Frente inclui R$ 50 milhões em emendas para hospitais


A Frente Parlamentar do Grande ABC, composta por seis deputados estaduais e encabeçada por Thiago Auricchio (PL), formalizou três emendas modificativas, no valor total de R$ 50 milhões, ao projeto de lei que trata do orçamento geral de 2020, em tramitação na Assembleia Legislativa. As propostas solicitam a reserva financeira na peça para investimentos nos hospitais Mário Covas, em Santo André, e Serraria, em Diadema, ambos custeados pelo Estado, além da unidade de Clínicas Doutor Radamés Nardini, pertencente ao município de Mauá.

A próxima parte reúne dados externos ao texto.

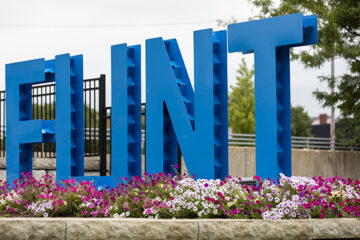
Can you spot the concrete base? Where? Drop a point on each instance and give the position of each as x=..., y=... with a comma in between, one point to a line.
x=88, y=229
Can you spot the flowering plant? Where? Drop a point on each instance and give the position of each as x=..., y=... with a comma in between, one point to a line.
x=181, y=196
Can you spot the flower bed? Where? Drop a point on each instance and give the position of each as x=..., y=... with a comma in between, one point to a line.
x=167, y=196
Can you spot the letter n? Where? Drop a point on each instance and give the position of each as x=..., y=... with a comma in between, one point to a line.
x=175, y=113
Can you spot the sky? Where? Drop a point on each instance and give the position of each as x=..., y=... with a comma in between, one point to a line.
x=31, y=29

O texto geral será apreciado até o fim do mês na casa.

As medidas, segundo encaminhamento do grupo, têm como objetivo atender demanda por melhoria dos serviços públicos de saúde, um dos principais pleitos da região. “A frente quer contribuir com a vida do morador do Grande ABC que utiliza diariamente essas unidades de saúde. Sabemos da importância desses hospitais e da necessidade de melhorias. Estamos levando ao Estado esse pleito para que a população possa receber um melhor atendimento. Fica a nossa expectativa pela aprovação da emenda”, pontuou Thiago. Não teve sinalização, por enquanto, se haverá acordo no plenário.

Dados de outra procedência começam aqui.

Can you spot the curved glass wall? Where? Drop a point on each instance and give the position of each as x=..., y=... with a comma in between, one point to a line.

Os três equipamentos de saúde contabilizam aproximadamente 495 leitos e atendem moradores da região, além de cidades situadas na Grande São Paulo e Capital. Nos documentos protocolados pelo grupo, há requerimento de repasse de R$ 20 milhões para o Hospital Mário Covas, R$ 15 milhões ao Serraria e outros R$ 15 milhões para aporte no Nardini – a unidade de Mauá recebe transferência mensal de R$ 1 milhão do governo de São Paulo, via convênio, para auxiliar nas despesas, verba considerada aquém da necessidade do espaço. Durante a campanha eleitoral, João Doria (PSDB), hoje chefe do Palácio dos Bandeirantes, se comprometeu com agenda de dar prosseguimento a pedido de estadualização do Nardini.

Por outro lado, em visita a São Bernardo no primeiro semestre deste ano, o secretário estadual de Saúde, José Henrique Germann Ferreira, descartou, pelo menos a curto prazo, dar passos para encaminhar a estadualização do hospital. Na ocasião, o integrante do alto escalão da gestão tucana indicou que não há condições orçamentárias para viabilizar o procedimento. Atualmente, o custo para a manutenção do equipamento é de R$ 9 milhões.

“Além de melhorias na infraestrutura, o Mário Covas, por exemplo, vai retomar o serviço de radioterapia. Já o Nardini apresenta problema de recursos financeiros. Sabemos que a estadualização da unidade é difícil, mas precisamos de alguma forma aumentar a participação do Estado nos equipamentos”, sustentou Thiago, que tem domicílio eleitoral em São Caetano.